É por intermédio da história de vida que se pode compreender como cada pessoa mobiliza os seus conhecimentos, como descobre os seus valores e de que maneira modela a sua imagem no diálogo que trava com os diferentes tempos e os diversos contextos. Numa história de vida, também é possível identificar os momentos marcantes, as continuidades e as rupturas que foram significativas para a reflexão e a tomada de consciência, dando sentido às várias dimensões da vida do autor e da sua formação.

A história de vida, contada oralmente ou por escrito, constitui-se em lugar privilegiado de formação e de reconstrução de saberes profissionais, tornando-se elemento significativo para o desvelamento de como as pessoas transformam as suas representações ao longo da sua trajetória de vida e de como alteram as influências postas nessas trajetórias na maneira de se posicionarem e de agirem no mundo.

A escrita de si nos cursos de formação de professores descortina-se, portanto, como possibilidade para o aluno analisar, destacar e registrar, da trajetória vivida, como se tornaram professores, demarcando as suas experiências, representações e escolhas. Assim, a opção pela narrativa (auto)biográfica da trajetória de formação dos colaboradores desta pesquisa justifica-se pela riqueza de informações. A narrativa (auto)biográfica

[...] é semelhante ao papel que um informador-chave tem para um investigador.
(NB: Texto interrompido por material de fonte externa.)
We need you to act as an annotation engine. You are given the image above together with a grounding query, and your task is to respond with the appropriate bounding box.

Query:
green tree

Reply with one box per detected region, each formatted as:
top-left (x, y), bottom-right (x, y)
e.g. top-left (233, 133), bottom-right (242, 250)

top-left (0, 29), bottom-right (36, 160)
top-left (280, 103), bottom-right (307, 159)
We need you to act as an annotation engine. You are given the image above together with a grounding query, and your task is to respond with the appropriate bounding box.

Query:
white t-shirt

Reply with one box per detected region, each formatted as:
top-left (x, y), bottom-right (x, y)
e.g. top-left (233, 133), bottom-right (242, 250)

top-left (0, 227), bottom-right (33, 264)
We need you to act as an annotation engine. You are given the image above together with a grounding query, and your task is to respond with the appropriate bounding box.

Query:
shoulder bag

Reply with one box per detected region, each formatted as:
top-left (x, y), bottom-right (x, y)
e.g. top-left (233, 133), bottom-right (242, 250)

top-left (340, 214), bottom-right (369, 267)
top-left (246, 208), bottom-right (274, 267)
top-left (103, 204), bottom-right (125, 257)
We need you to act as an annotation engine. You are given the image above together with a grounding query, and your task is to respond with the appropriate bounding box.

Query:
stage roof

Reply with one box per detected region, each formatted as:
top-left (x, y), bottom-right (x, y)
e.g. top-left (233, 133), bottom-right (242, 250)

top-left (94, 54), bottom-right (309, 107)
Pode ser uma introdução para o mundo que quer estudar. Autobiografias feitas por categorias particulares de pessoas, minorias étnicas, por exemplo, em particular as secções que descrevem a sua escolarização, podem introduzir o investigador interessado neste assunto à variedade de experiências educacionais que o grupo específico encontrou (BOGDAN; BIKLEN, 1994, p. 180).

A narrativa (auto)biográfica propicia ao seu autor/ator escutar a si próprio, para refletir sobre as suas vivências e experiências. Nessa perspectiva, a

abordagem (auto)biográfica surge como um movimento de investigação e formação, ao focalizar o “processo de conhecimento e de formação que se vincula ao exercício da tomada de consciência, por parte do sujeito, das itinerâncias e aprendizagens ao longo da vida, aos quais são expressas através da metarreflexão do ato de narrar-se [...]” (SOUZA, 2006, p. 14).

Valorizar o contexto do adulto em formação e as dificuldades que ele encontra na busca de sentido interior para as suas aprendizagens deve ser uma inquietação presente nos cursos de formação de professores.